Joachim Lehrer zeigt Werke in der Marbacher Wendelinskapelle. Foto: Avanti/Ralf Poller

Joachim Lehrer zeigt Werke in der Marbacher Wendelinskapelle. Der Maler ist vom Fotorealismus der 1970er-Jahre geprägt.

Der Klarinetten- und Saxofonvirtuose Christian Teiber hat sich durch diverse Auftritte in der Schillerstadt bereits einen Namen bei den Musikfreunden gemacht. Am Freitagabend war der Musiker nun zu Gast bei Monika Schreiber, die ihn zur Vernissage von Joachim Lehrer in die Galerie Wendelinskapelle eingeladen hat. Dabei konnten die Gäste Teiber nicht nur am Saxophon erleben, sondern auch als Sänger, der zumindest die Anfänge der Jazzklänge, mit der eigenen Stimme begleitete. „Die Musik passt wunderbar zu unserer Ausstellung“, ließ sich Schreibers würdigender Kommentar nach den ersten Stücken vernehmen. „Sie ist auch ein bisschen verträumt und vergänglich“, urteilte die Galeristin über die weich-perlenden Töne, die die Atmosphäre angenehm friedfertig ausgestalteten.

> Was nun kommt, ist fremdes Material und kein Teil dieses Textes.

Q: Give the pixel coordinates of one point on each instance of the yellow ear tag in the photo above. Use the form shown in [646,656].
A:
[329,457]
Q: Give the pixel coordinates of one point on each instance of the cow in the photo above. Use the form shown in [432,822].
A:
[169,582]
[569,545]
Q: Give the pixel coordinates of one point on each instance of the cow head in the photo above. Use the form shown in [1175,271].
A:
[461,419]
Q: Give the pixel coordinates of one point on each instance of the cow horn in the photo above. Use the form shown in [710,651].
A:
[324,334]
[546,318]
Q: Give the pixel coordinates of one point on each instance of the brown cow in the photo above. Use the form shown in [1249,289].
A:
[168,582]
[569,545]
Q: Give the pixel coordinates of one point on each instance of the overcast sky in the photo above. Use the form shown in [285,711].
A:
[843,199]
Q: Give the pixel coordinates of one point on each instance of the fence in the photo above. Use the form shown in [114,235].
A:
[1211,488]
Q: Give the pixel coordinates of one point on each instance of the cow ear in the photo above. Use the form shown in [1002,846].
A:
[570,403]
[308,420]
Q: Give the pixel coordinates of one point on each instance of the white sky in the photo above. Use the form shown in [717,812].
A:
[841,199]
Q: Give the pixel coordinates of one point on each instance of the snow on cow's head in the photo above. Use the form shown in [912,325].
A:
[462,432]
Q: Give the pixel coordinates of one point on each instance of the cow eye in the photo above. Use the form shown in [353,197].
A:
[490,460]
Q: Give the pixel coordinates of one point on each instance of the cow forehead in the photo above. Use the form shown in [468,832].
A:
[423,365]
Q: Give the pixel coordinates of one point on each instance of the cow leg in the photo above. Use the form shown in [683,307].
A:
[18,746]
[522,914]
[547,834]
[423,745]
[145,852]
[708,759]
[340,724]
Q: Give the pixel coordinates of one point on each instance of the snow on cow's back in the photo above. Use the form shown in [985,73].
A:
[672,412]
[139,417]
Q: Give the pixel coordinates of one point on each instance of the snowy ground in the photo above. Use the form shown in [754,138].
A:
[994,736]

Rund zwei Dutzend Besucher – „heute sind wir ein kleinerer Kreis, das ist vermutlich der Hitze geschuldet“ - lauschten dem Mini-Konzert, das die Anwesenden auf eine Kunst einstimmen sollte, deren Schöpfer von Schreiber als „Perfektionist“ bezeichnet wird. Die Werke des Tübinger Künstlers entstehen nämlich in einer alten Harz-Öllasurmalerei auf Holztafeln. Schichtweise werden die meist durchscheinenden Farben aufgetragen. Bis zu 20 Schichten können schon mal erforderlich sein, um die gewünschte Wirkung zu erzielen. Trotz dieser aufwendigen Arbeitsweise ist Lehrer bis heute der Technik treu geblieben und hat längst seinen eigenen, unverwechselbaren Stil entwickelt. Mit kunstvoll dargestellten Einzelheiten nimmt er den Betrachter gefangen. Viel Liebe zu den gemalten Motiven spricht aus den Werken, die zudem durch ihre intensiv ausgelebte Detailverliebtheit überzeugen.

Joachim Lehrer hat schon mal in Marbach ausgestellt

In Marbach waren die Bilder von Joachim Lehrer schon zweimal zu sehen, darunter auch im Hangar des damaligen Autohauses Betz. Denn die Protagonisten seiner Werke sind häufig in die Jahre gekommene Fahrzeuge: Etwa ein Taxi, dessen Scheinwerfer leuchten und das so eine gespenstisch anmutende Mondscheinnacht illuminiert. Ein zerschrammter Porsche zeigt sich auf einem anderen Bild. Dort ist er direkt auf einen Hügel gemalt – neben ihm ein Briefkasten. Die bildliche Zuordnung lässt bisweilen stutzen und gibt Raum zur Interpretation. Aber auch zum Schmunzeln: Beispielsweise beim Betrachten eines Autos, das direkt am Strand neben einem Sonnenschirm geparkt steht und aufs Meer schaut. Auch Schiffe oder morbide Gebäude, die „wie die verzauberten Relikte einer vergangenen Zeit in einer weiten Landschaft stehen“, nimmt Lehrer mit seinen Werken in den Fokus.

Fasziniert vom Fotorealismus der 1970er Jahre

Bei genauerer Betrachtung erzählen sie alle ihre eigene Geschichte. Denn das ist dem Maler, der erst über einen Umweg – Studienanfänge in der Elektrotechnik – zur Kunst kam, bedeutend: Er versteht seine Bildobjekte als „Personen, die in den Ruhestand gegangen sind und Geschichten zu erzählen haben“. Fasziniert vom Fotorealismus der 70er Jahre entwickelte Lehrer, als er sich dem Studium der Kunstgeschichte zugewandt hatte, den Wunsch „so malen zu können, dass ich meine inneren Bilder nach außen tragen kann“ und beschritt in Folge einen rund fünf Jahre andauernden „Weg der Perfektion“, bis er mit dem Ergebnis zufrieden war. Im Gespräch mit der Galeristin entschied Lehrer außerdem: „Meine Bilder haben immer etwas mit Staunen zu tun“. Seit 1983 ist Joachim Lehrer vollberuflich Maler.